Promoting the 100-mile Diet

Instead of blogging yesterday, I was promoting my 100-mile diet on the air and in my home.

First, I was a guest on a radio show talking about sustainability. A friend of mine -- who knew about my experiemnt -- produces a morning talk show for the NPR-affiliated radio station in Cleveland. When she invited me to be on the show, I quickly refered her to Cheryl Nechaman, who spearheads the 100-mile diet challenge here in Albany. She contacted Cheryl, but still wanted me to appear, as the average Jill who'd accepted the challenge. That sounded somewhat better than representing the 100-mile diet as some kind of expert.

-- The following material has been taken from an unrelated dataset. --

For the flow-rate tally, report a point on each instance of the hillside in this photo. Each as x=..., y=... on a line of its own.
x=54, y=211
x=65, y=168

The hour-long show was live in Cleveland, but now can be heard on WCPN's website. Cheryl and I can be heard in the last ten minutes of the show.

Later that afternoon, I spent a couple hours in the kitchen preparing nibbling food for my book group that night. I had a bounty of eggplants from one of the book group members who grew them in her communal garden, so I made baba ganoush. I looked to the Moosewood cookbook for guidelines, but kept it simple and all New York -- eggplant, garlic, onion -- except for fresh-squeezed lemon juice. I had a variety of cheeses, but nothing to put them on so I made herb foccacia flavored with sage from my garden. I used a recipe from The Good Stuff Cookbook. It didn't rise as much as it should have, but somehow with foccacia -- also known as flat bread -- it doesn't matter so much.

In addition to the sage foccacia and baba ganoush, my coffee table spread included a dipping sauce of olive oil (flavored with garlic, lavender, and pepper), sliced vegetables (carrots and red bell pepper), sliced cheese (mild farmer's cheese and more pungent Couronne), and a tub of honey-sweetened fromage blanc with crackers. The crackers were for convention's sake, but weren't local in any way. For drinks, I served wine -- a red from Pindar Vineyards on Long Island and a white from Chateau LaFayatte Reneau in the Finger Lakes. Beer came from the Saranac Brewery in New York, although I'm sticking to my pledge not to drink beer because the ingredients aren't local. (An easy pledge when wine is available!)